Climat : l'ONU tire la sonnette d'alarme

15 décembre 2004

"Les concentrations de dioxyde de carbone dans l'atmosphère continuent de s'accroître", affirme le plus haut responsable de l'ONU pour le climat.

Ces gaz à effet de serre sont considérés comme responsables du réchauffement climatique.

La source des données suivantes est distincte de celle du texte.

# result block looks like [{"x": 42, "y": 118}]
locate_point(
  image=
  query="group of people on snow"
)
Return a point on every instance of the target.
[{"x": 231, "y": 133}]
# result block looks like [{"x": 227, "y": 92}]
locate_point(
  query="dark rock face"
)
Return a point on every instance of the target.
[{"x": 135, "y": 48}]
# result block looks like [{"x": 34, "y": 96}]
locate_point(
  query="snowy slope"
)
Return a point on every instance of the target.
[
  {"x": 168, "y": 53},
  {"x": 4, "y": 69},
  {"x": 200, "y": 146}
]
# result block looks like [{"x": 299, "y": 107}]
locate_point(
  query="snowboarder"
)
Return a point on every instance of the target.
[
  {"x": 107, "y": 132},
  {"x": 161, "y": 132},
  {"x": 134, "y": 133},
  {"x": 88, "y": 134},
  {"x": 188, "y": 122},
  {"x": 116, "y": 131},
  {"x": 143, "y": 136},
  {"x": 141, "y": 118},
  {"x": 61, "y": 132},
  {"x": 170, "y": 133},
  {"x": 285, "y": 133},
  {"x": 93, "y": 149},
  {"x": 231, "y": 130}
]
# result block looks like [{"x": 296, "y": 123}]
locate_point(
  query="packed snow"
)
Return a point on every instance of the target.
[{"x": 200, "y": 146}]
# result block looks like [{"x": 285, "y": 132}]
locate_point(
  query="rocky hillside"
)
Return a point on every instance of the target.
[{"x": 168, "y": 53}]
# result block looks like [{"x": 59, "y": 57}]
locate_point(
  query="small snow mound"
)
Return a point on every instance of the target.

Le plus haut responsable de l'ONU pour le climat a appelé mercredi 15 décembre 2004 la communauté internationale à faire de nouveaux efforts pour combattre le réchauffement planétaire. "Malgré les efforts que nous avons déjà faits, les concentrations de dioxyde de carbone (CO2) dans l'atmosphère continuent de s'accroître, à un rythme qui ne cesse d'augmenter", a constaté Mme Joke Waller-Hunter devant quelque 90 ministres de l'Environnement de la planète.

La Convention climat

La communauté internationale combat l'effet de serre depuis dix ans dans le cadre de la Convention climat, un premier accord international peu contraignant entré en vigueur en 1994, "en s'appuyant sur la science", a-t-elle expliqué.

Elle a réalisé "une performance majeure" en adoptant en 1997 "le protocole de Kyoto, qui va entrer en vigueur dans 63 jours" (le 16 février 2005, ndlr) et qui exige des pays industriels des réductions de gaz à effet de serre d'ici 2012. Mais, a averti Mme Waller-Hunter, "une décennie d'action pour combattre un problème qui va durer pendant des décennies, sinon des siècles, ne peut constituer qu'un premier pas.

Planifier les étapes suivantes s'impose (...) si l'on veut répondre aux défis posés par l'objectif défini par la Convention", c'est-à-dire une stabilisation à long terme de la concentration des gaz à effet de serre.

Mme Waller-Hunter (Pays-Bas) ouvrait le volet ministériel de la conférence de l'ONU sur le changement climatique, qui a réuni 178 pays pendant deux semaines dans la capitale argentine et qui dure jusqu'à vendredi.

Elle a ainsi indirectement pris position dans le grand débat de la conférence qui porte sur l'opportunité de durcir les engagements de Kyoto après 2012, au vu de l'accélération de l'effet de serre.

Le président George W. Bush a jugé Kyoto trop contraignant pour l'économie américaine et a refusé de ratifier l'accord dès son arrivée à la Maison Blanche en 2001. Sa délégation rejette toute discussion de l'après-2012.

Négociations en 2005

Les Européens, comme tous les pays partie à Kyoto, sont tenus par l'accord d'ouvrir des négociations en 2005 en vue de nouveaux engagements après 2012. Ils voudraient anticiper ces négociations officielles, prévues pour novembre 2005, où les Américains ne seront qu'observateurs.

Ils sont favorables à une proposition de la présidence argentine d'ouvrir le débat de manière informelle dès le printemps prochain en y associant pleinement les Américains.

Ils souhaitent aussi impliquer davantage dans l'action internationale les pays émergents comme la Chine, l'Inde et le Brésil, qui ont ratifié Kyoto mais n'ont, comme tous les pays en développement, que des engagements d'inventaire dans le cadre du protocole. Ces pays redoutent d'entraver leur croissance s'ils doivent commencer à maîtriser leurs émissions de CO2 et autres gaz à effet de serre après 2012.

L'organisation de réunions informelles courant 2005 a été débattue mercredi 15 décembre jusqu'à 4h00 du matin par les représentants des pays-clé. Selon des sources des différents camps, le point de vue américain paraissait prévaloir.

Une seule réunion informelle aurait lieu en mai 2005 et non deux comme le souhaitaient les Européens. N'y seraient abordées que les actions entreprises jusqu'à maintenant pour combattre le changement climatique dans le cadre de la Convention. Aucune mention ne serait faite de Kyoto ni de futures actions à envisager après 2012.

Cependant, selon ces sources, la proposition de compromis de la présidence argentine devrait passer aux ministres avant d'être finalisée dans un nouveau marathon nocturne.